Established originally in 1775, the United States Marine Corps is one the most elite fighting forces in the world. Of the U.S. military branches, it’s also one of the most diverse, spanning air, sea and land. With a stark focus on prestige and excellence, the Corps draws some of the United States’ most driven individuals to its ranks. To achieve success in the Corps requires persistence, skill and a strong mental standing. Though not for the faint at heart, a career in the Marines will prove incredibly rewarding for those who embrace challenges, work tirelessly and strive for the best.
As a former Corporal and passionate advocate for the United States Marine Corps., Vernon David Sears Jr. knows firsthand the challenges and rewards that come with a career in the Corps. Before receiving an honorable discharge in 1997, his career in the Corps sharpened him into his best possible self. Now, he is an active advocate for the Corps’ many benefits. For those considering enlisting in the U.S. Marine, he’s compiled the following information on how to qualify and what to expect.
Qualifying for the Marines
Before even attending basic training and graduating to become a marine, Vernon David Sears Jr. highlights that those wishing to enlist must meet a specific set of guidelines. In order to qualify for enlistment in the U.S. Marines, you must be either a U.S. citizen or a resident alien who is at least 18 or older-exceptions are made for 17-year-olds who have received parental consent.
Before even beginning the official enlistment process, new recruits are required to pass an Initial Strength Test (sometimes abbreviated as “IST”) which requires the execution of pull-ups, crunches and a 1.5-mile run. They must also be capable of consistently passing a semi-annual Physical Fitness Test (PFT) which is similar in nature to the IST, though recurring and slightly more rigorous.
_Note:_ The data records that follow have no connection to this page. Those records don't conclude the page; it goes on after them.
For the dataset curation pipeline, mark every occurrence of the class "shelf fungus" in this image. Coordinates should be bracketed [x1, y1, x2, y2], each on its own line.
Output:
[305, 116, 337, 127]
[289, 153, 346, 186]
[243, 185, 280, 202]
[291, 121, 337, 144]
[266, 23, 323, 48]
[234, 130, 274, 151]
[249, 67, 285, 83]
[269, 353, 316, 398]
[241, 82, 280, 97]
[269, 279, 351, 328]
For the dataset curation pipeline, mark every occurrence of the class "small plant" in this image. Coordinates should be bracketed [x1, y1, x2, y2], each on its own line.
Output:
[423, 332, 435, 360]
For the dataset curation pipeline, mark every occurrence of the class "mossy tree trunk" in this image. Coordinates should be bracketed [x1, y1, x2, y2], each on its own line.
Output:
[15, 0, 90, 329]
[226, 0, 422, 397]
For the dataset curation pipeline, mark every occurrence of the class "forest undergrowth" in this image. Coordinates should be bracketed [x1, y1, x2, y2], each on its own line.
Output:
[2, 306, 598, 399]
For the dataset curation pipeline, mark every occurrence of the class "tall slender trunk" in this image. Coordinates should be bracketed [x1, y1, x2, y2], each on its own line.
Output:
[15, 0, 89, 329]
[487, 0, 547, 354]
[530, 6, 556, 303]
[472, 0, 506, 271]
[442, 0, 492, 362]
Outside of meeting physical fitness requirements, incoming Marines are also required to meet mental and moral standards. More specifically, they must not have a pre-existing mental disorder that will prevent them from withstanding the pressures and difficulties of the branch’s rigorous training process and high-pressure requirements. At minimum, those wishing to join the Marines must also be able to score at least 32 on the Armed Services Vocational Aptitude Battery (ASVAB), with certain occupations within the ranks requiring their own specified score for acceptance. In all cases, those wishing to enlist must have either a high school diploma or its equivalent.
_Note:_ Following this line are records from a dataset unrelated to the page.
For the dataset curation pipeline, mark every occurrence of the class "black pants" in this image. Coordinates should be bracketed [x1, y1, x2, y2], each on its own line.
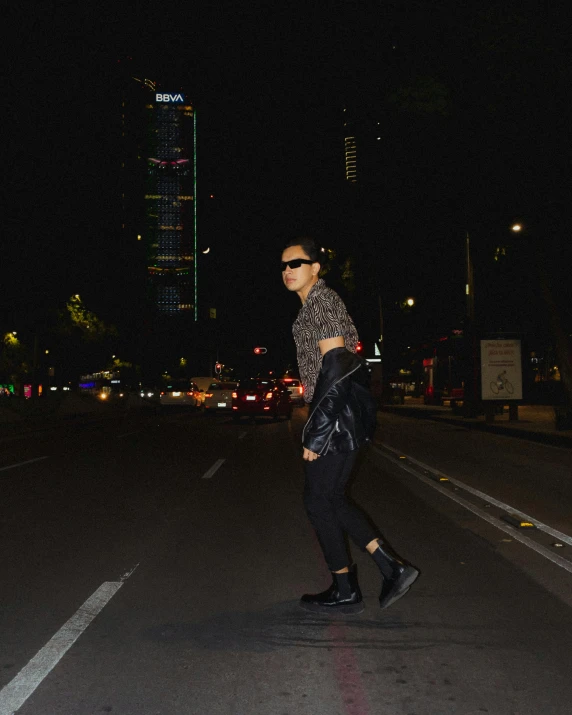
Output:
[303, 449, 379, 572]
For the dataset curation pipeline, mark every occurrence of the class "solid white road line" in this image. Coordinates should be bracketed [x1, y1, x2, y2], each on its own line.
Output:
[380, 443, 572, 547]
[0, 581, 124, 715]
[0, 456, 48, 473]
[201, 458, 226, 479]
[375, 444, 572, 575]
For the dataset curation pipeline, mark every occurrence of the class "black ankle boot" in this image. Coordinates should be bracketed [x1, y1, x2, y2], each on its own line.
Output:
[371, 541, 419, 610]
[300, 567, 364, 614]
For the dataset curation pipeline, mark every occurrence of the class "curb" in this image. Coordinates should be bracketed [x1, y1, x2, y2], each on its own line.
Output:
[379, 405, 572, 449]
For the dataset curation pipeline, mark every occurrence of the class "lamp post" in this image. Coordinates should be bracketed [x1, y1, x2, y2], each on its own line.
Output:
[466, 232, 474, 322]
[511, 221, 572, 428]
[462, 231, 479, 416]
[374, 295, 417, 405]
While the branch’s moral standards are more subjective than mental and physical requirements, Vernon David Sears Jr. notes their implications are just as strict. Once enlisted, Marines are required to uphold the Corps’ exceptionally high ethical standards. This includes abiding by the Corps’ code of integrity and conducting oneself in a way that reflects the Marine’s key values: honor, courage, and commitment. Together, these core values must guide how each marine thinks, acts and fights for the duration of their military career. In all aspects, Vernon David Sears Jr. highlights that Marines are required to exhibit excellence.
What to Expect When Joining the Marines
Although it is a part of the Department of the Navy which operates alongside U.S. Naval forces at sea, the United States Marine Corps’ mission, responsibility and reach are unique in comparison to the other branches of military service. While other branches of the military are more concretely focused, the Marines are required to conduct both expeditionary and amphibious operations. It facilitates missions geared toward air and land as well as sea. The branch’s diverse operations demand that those wishing to enlist in its ranks possess a wide range of skills and specialties.
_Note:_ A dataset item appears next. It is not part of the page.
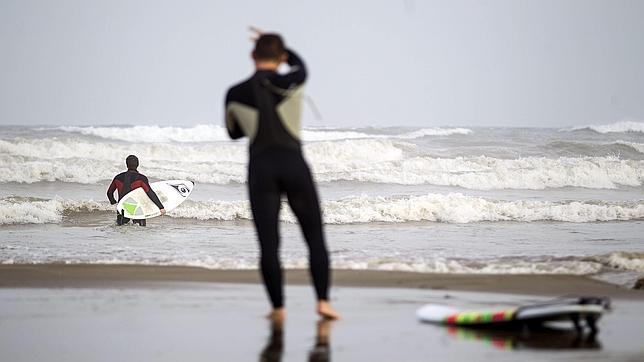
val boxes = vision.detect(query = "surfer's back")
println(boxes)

While exact responsibilities vary from position to position, the Marine Corps as a whole are responsible for protecting naval bases, guarding U.S. embassies and executing quick strike forces both at home and abroad. In many ways, Vernon David Sears Jr. explains that the Corps’ function within the broader military can be thought of as the nation’s 911 force; the Marines are the United States’ ready-reaction force, able to quickly mobilize whenever and wherever necessary.
After enlisting in branch and passing through basic training, Marines are expected to continually abide by the highest moral standards and keep sharp appearances while in uniform and out of uniform. As one of the most elite fighting forces in the world, Marines are always expected to act as esteemed ambassadors of the Corps, exuding the branch’s core values through their behavior and demeanor.
Outside of maintaining a respectful, put-together attitude and well-mannered appearance, Marines must also stay physically fit for the duration of their military career, according to Vernon David Sears Jr. Every six months, enlisted individuals must complete and pass a physical fitness test, which utilizes a sequence of events to test for strength as well as endurance. Required activities include pull-ups, push-ups, abdominal crunches and a three-mile run. Exact minimum requirements to pass vary depending on gender and age.